- Directed by: Sonnie Hale
- Written by: scenario: Marjorie Gaffney adaptation: Dwight Taylor & Fred Thompson dialogue: Dwight Taylor
- Based on: play by Francis de Croisset
- Produced by: S.C. Balcon
- Starring: Jessie Matthews Robert Flemyng Louis Borel Romney Brent
- Cinematography: Glen MacWilliams
- Edited by: Al Barnes
- Music by: words & music: Mack Gordon & Harry Revel musical director: Louis Levy
- Production company: Gaumont British
- Distributed by: Gaumont British Distributors
- Release dates: 15 January 1937 (London, England);
- Running time: 78 minutes
- Country: United Kingdom
- Language: English

= Head over Heels (1937 film) =

1937 film

Head over Heels (U.S. title: Head over Heels in Love) is a 1937 British musical film directed by Sonnie Hale and starring Jessie Matthews, Robert Flemyng and Louis Borel. It was written by Marjorie Gaffney, Fred Thompson and Dwight Taylor, adapted from the 1931 play Pierre ou Jack by Francis de Croisset.

==Production==
The film was made at the Lime Grove Studios in London with sets designed by Alfred Junge.

==Plot==
In Paris, nightclub entertainer Jeanne falls in love with her dance partner, the idle, womanising Marcel. When Marcel runs off with rich and glamorous film star Norma, Jeanne's true love Pierre comes to her aid, and helps find her work on the radio. After becoming a successful radio star, Jeanne becomes attractive once more to Marcel, but the faithful Pierre cannot risk losing her again.

==Cast==
- Jessie Matthews as Jeanne Colbert
- Robert Flemyng as Pierre
- Louis Borel as Marcel Larimour
- Romney Brent as Matty
- Whitney Bourne as Norma Langtry
- Paul Leyssac as Max
- Eliot Makeham as Martin
- Fred Duprez as Norma's manager
- Edward Cooper as Charles

==Critical reception==
The Monthly Film Bulletin wrote: "This picture, set in Paris, but strongly British in characterisation, is treated too heavily for its type. The hero is gloomy, the heroine has a brave smile and a lump in her throat, while Marcel, on whose conquering charm so much of the story hangs, produces an effect which is purely fatuous. There are half a dozen good jokes, the broadcasting scenes are amusing and Jessie Matthews sings some very attractive songs, but there is a definite lack of the sparkle and gaiety which this class of picture needs."

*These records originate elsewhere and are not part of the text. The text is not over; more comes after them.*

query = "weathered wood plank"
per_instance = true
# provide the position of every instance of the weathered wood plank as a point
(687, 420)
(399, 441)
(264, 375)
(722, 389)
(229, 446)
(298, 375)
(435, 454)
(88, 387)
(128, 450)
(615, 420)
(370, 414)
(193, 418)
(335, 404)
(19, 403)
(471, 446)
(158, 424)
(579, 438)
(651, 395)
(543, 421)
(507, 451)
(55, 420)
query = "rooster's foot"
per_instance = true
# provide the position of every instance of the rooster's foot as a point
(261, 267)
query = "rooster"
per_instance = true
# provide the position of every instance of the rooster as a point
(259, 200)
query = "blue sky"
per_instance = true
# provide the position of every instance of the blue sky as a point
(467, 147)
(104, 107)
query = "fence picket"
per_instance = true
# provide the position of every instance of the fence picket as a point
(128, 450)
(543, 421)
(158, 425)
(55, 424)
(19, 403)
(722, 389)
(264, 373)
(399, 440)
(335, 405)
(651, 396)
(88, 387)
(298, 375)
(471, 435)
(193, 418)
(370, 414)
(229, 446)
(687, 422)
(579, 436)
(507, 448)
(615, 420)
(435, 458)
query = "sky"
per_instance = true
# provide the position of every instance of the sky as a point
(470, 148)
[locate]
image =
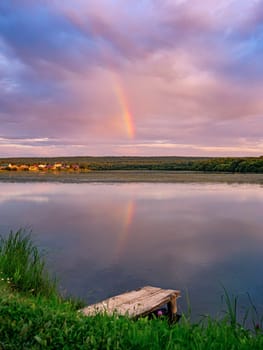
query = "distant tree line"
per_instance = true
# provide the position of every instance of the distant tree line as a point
(233, 165)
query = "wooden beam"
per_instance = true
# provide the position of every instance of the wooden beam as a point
(136, 303)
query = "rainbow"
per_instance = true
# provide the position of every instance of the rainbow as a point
(124, 232)
(125, 108)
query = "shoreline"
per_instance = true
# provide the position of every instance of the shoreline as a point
(126, 176)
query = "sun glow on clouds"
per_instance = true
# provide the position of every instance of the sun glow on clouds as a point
(125, 108)
(104, 79)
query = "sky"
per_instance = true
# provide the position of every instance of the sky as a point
(131, 77)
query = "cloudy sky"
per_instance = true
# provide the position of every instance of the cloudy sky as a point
(131, 77)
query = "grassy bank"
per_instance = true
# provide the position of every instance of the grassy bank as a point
(35, 316)
(219, 164)
(150, 176)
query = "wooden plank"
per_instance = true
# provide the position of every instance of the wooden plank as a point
(135, 303)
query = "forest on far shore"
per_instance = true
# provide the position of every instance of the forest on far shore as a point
(228, 164)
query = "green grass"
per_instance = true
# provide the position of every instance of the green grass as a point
(22, 266)
(43, 320)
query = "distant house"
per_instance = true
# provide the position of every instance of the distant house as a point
(33, 168)
(57, 165)
(23, 167)
(42, 166)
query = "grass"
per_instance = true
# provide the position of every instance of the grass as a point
(22, 265)
(43, 320)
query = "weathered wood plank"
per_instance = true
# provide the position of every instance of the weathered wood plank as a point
(135, 303)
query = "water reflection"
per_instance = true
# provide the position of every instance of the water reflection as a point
(104, 239)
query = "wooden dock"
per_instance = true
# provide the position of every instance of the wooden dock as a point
(141, 302)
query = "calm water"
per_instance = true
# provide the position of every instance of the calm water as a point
(104, 239)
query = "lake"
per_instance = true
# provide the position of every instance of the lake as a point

Kine Weekly wrote: "Although actual story appeal is not its strong point, this production goes all out to exhibit the popular star in a sympathetic role which fits her personality like a glove."

Writing for The Spectator in 1937, Graham Greene called the film "a moribund tale of poor young people with ambitions in Parisian garrets, concluding that that the film was one of the "worst English film[s] of the quarter".

The Radio Times wrote, "Having made her movie name under the direction of Victor Saville, Jessie Matthews went to work for her four-time co-star and then husband Sonnie Hale, whose first outing behind the camera this was," but concluded, "Hale's inexperience shows away from the musical numbers. But it's engaging enough, and Alfred Junge's sets give the film a sophistication too often missing from British musicals of the period."